Yes I AM really good at what I do!
This blog arose as part of a conversation between a group of like-minded women on Twitter about the way that we think and talk about ourselves as women. I don't claim that all of the things I'll discuss in this blog are exclusive to women, but I will give a woman's perspective on them.
I have spent the last ten years on senior leadership teams in high schools. When I applied for promotions for the last two posts I had, I had one interview and got first job I had applied for both times. During the interviews, I felt ready, I was exceptionally well prepared, confident I was more than capable of doing the job I'd applied for and being part of helping the schools to achieve their visions. Once I got the jobs however, a number of things started to get in the way.
The first was how I constantly compare myself to others. I look at others who are in the same or similar roles to me and see what a fantastic job they're doing and begin to question how well I am doing my role in comparison to them. As a deputy head, I looked around me at other deputy heads, in my school, in my local authority, on Twitter, and thought what a great job they seemed to be doing and how they must be so much better than me. Now I am a coach - and a really good one according to what my clients say about me - I look around at other coaches and think they must be so much better than me, that they're more competent, more knowledgeable, more successful. In writing this blog as a follow up to the Twitter conversation I mentioned at the start, I'm comparing my blog to theirs and coming to the conclusion that mine will be inferior. I don't know where this comes from but I know it's not a helpful way of thinking. It seriously affects my confidence.

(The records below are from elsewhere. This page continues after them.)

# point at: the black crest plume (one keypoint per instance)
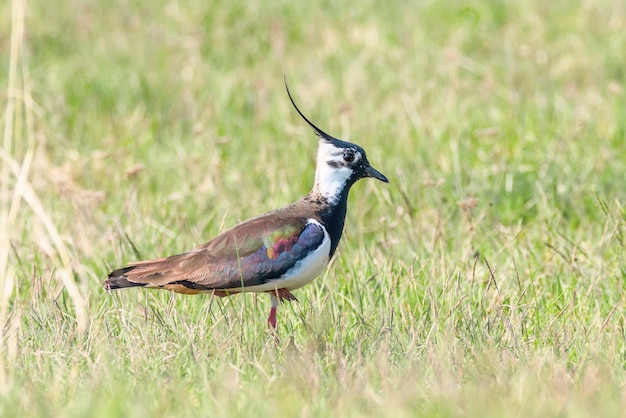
(317, 130)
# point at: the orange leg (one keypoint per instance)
(271, 320)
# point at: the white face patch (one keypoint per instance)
(332, 170)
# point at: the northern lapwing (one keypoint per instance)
(273, 253)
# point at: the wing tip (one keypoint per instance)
(117, 279)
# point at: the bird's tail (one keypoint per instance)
(118, 280)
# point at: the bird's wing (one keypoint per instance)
(250, 254)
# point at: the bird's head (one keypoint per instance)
(340, 164)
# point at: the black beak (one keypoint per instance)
(372, 172)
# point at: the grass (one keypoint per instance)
(487, 279)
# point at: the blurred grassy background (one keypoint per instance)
(485, 280)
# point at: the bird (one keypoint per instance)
(276, 252)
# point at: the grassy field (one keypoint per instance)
(486, 280)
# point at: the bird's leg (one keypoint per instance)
(271, 320)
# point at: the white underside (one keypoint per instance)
(302, 273)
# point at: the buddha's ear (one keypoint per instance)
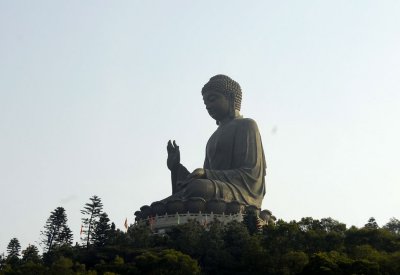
(231, 99)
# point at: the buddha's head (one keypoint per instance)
(222, 97)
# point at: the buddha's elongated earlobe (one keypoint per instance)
(232, 105)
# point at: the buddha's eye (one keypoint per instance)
(211, 98)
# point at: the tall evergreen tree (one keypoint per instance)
(13, 248)
(31, 254)
(56, 231)
(92, 211)
(102, 231)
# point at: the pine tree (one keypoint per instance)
(102, 231)
(13, 248)
(92, 211)
(31, 254)
(56, 231)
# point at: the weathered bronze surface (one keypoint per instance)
(233, 174)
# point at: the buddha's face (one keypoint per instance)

Confidence is another major aspect of the conversation we've had on Twitter and it comes up so often in the coaching sessions I have with female senior leaders - women who say their goal is to feel more confident. These women have the same struggle as me. They are very successful, extremely competent women who are making a huge impact in their roles and lives. Yet they feel lacking in confidence in their abilities. It can take a serious amount of work with them to help them to see that they are good at what they do and really get them to believe it. Because that is what confidence is - a belief that you are good at what you do. Too often, we let doubts about our abilities affect our confidence. We compare ourselves to others. We allow the imposter syndrome to convince us we're frauds, that we'll be found out for being incompetent or making it up as we go along. We focus far too often on the things that we can't do as well, haven't done as well or mistakes we have made, rather than focusing on all of the things that we are really good at, our successes and the amount of learning that has come from our mistakes. This is something I have to constantly work on myself too. I've learned to focus on all of the things I'm good at and my successes. I write them down and make lists in my journal. I write positive affirmations and repeat them to myself so that I can move myself towards the point of self-belief because that is where confidence lies; I can build it for myself if I focus on what I am really good at, the great things I have achieved and how much I have grown and stop comparing myself to others.
I'm a work in progress. I'm getting better at selling myself - I have to learn how to do it if I want to earn my living! I'm still working on believing in myself and building my confidence at 44. But I know I'm good at what I do. Now I just need to work on telling others about it!